This is a command line tool that clones and analyses Git repositories. Its aim is to identify testing artifacts in those repositories, with specialised components for programming languages.
While its functionality could in principle be applied to separate Git repositories, it currently relies on the output of the joss-repo-miner.
This tool was built and tested using Python version 3.12 and pytest version 7.4.4.
Other Python dependencies are pandas and the used version was 2.1.4.
The tool itself requires a current version of cloc and works with version 1.98.

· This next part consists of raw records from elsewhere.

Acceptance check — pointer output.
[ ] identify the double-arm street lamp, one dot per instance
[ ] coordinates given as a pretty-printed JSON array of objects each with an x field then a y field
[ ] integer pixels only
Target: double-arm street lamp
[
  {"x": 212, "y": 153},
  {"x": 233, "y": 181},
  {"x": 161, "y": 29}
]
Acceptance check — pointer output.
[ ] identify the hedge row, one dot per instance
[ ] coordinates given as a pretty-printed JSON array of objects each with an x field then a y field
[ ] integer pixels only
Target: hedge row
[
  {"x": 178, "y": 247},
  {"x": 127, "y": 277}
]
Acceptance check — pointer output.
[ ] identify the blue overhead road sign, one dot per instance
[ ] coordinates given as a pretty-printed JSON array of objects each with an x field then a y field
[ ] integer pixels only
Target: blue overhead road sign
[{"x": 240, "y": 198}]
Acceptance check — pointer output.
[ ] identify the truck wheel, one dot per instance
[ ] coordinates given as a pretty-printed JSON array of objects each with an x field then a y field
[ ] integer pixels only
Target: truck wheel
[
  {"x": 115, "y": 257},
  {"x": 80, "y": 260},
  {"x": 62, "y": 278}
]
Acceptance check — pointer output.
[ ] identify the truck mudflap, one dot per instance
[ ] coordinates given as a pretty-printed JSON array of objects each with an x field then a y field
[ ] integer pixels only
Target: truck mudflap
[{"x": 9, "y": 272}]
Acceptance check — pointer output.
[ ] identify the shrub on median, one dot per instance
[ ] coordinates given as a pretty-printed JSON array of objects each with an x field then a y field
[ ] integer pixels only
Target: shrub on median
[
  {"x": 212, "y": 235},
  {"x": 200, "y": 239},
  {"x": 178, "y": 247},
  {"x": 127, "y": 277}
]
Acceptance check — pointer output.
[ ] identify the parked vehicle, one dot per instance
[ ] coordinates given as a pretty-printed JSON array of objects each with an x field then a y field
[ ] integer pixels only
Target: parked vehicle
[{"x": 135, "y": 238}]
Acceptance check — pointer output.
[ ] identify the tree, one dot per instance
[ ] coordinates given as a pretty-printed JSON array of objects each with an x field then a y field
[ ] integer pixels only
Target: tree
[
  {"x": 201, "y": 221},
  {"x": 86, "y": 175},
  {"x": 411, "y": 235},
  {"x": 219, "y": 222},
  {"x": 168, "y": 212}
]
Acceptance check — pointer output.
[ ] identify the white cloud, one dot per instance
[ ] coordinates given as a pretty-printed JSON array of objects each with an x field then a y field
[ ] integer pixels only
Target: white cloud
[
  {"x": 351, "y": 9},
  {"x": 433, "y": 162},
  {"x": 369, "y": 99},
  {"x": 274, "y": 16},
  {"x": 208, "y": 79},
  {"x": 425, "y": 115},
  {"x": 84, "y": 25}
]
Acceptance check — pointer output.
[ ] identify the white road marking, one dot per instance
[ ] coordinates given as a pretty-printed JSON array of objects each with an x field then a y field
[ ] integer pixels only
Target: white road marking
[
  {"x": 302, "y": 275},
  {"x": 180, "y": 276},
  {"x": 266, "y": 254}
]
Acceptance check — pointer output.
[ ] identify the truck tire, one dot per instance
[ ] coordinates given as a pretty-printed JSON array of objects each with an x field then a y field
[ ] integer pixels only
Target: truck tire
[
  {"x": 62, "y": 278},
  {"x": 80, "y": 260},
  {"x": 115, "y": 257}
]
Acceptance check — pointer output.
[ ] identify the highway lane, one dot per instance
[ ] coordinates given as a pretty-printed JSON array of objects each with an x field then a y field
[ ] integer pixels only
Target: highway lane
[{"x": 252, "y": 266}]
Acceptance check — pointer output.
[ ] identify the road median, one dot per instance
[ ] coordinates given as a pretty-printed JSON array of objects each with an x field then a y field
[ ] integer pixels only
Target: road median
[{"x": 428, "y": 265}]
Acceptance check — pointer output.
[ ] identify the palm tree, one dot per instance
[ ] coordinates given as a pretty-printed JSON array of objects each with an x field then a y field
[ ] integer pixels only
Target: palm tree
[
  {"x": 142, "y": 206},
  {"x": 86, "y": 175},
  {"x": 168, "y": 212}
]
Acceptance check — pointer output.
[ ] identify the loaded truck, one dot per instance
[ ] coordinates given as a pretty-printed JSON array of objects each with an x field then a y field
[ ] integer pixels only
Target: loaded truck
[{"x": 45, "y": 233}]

After cloning this repo into dir, the installation can be done with
cd dir
pip install -e .
where -e unlocks the "developer mode".
To run it on all a CSV file foo/joss_repo_miner_output.csv, you can use the following command
testing-artifact-detector --in-file foo/joss_repo_miner_output.csv --out-file foo/testing_artifact_detector_output.csv --clone-dir bar/
This runs the cloning and analysis on the file foo/joss_repo_miner_output.csv and writes the output to
foo/testing_artifact_detector_output.csv. Repositories are respectively cloned into bar as separate directories
with their joss_id as directory name.
Further details and options are given by
testing-artifact-detector --help
For bigger data sets (e.g. the whole JOSS corpus), it can make sense to separate the cloning process from the analysis. In this case, the separation can be enforced by calling
testing-artifact-detector --in-file foo/joss_repo_miner_output.csv --out-file foo/testing_artifact_detector_joss_repo_miner_clone_output.csv --clone-dir bar/ --clone-only True
which does only the cloning-step. In the next step
testing-artifact-detector --in-file foo/testing_artifact_detector_joss_repo_miner_clone_output.csv --out-file foo/testing_artifact_detector_joss_repo_miner_output.csv --clone-dir bar/ --assume-cloned True
the cloned repositories are analysed and the final output is generated.
├── LICENSE
├── pyproject.toml
├── README.md
├── src
│ └── testing_artifact_detector
│ ├── cli.py
│ ├── clone_repo.py # Git cloning infrastructure
│ ├── config_parsers # Scripts for parsing configuration files
│ │ ├── cpp_test_config_parser.py
│ │ ├── __init__.py
│ │ ├── python_test_config_parser.py
│ │ └── r_test_config_parser.py
│ ├── detectors # Scripts for searching for testing artifacts, uses config_parsers
│ │ ├── check_cpp_test_artifacts.py
│ │ ├── check_python_test_artifacts.py
│ │ ├── check_r_test_artifacts.py
│ │ ├── check_test_types.py
│ │ ├── __init__.py
│ │ └── util.py
│ ├── __init__.py
│ ├── __main__.py
│ └── repo_languages.py # cloc based implementation for language analysis
└── test_suite
├── __init__.py
└── unit
├── __init__.py
├── test_data
│ ├── config_data
│ │ ├── Python # Sample test configuration files and source files for Python
│ │ │ ├── empty_pytest.toml
│ │ │ ├── pyproject.toml
│ │ │ ├── pytest.ini
│ │ │ ├── test
│ │ │ │ └── test_unit.py
│ │ │ └── tests
│ │ │ ├── general_test.py
│ │ │ ├── invalid_test_file.py
│ │ │ └── unit
│ │ │ └── test_unit.py
│ │ └── R # Sample test configuration files for R
│ │ ├── multi
│ │ │ └── DESCRIPTION
│ │ ├── runit
│ │ │ └── DESCRIPTION
│ │ ├── testthat
│ │ │ └── DESCRIPTION
│ │ └── tinytest
│ │ └── DESCRIPTION
│ └── sample_cloc.json
├── test_python_test_artifact_check.py
├── test_python_test_config_parsing.py
├── test_repo_languages.py
└── test_r_test_config_parsing.py
The tool ensures the following properties:
- it will produce identical results for repeated runs on the same corpus (same input CSV, already cloned repositories).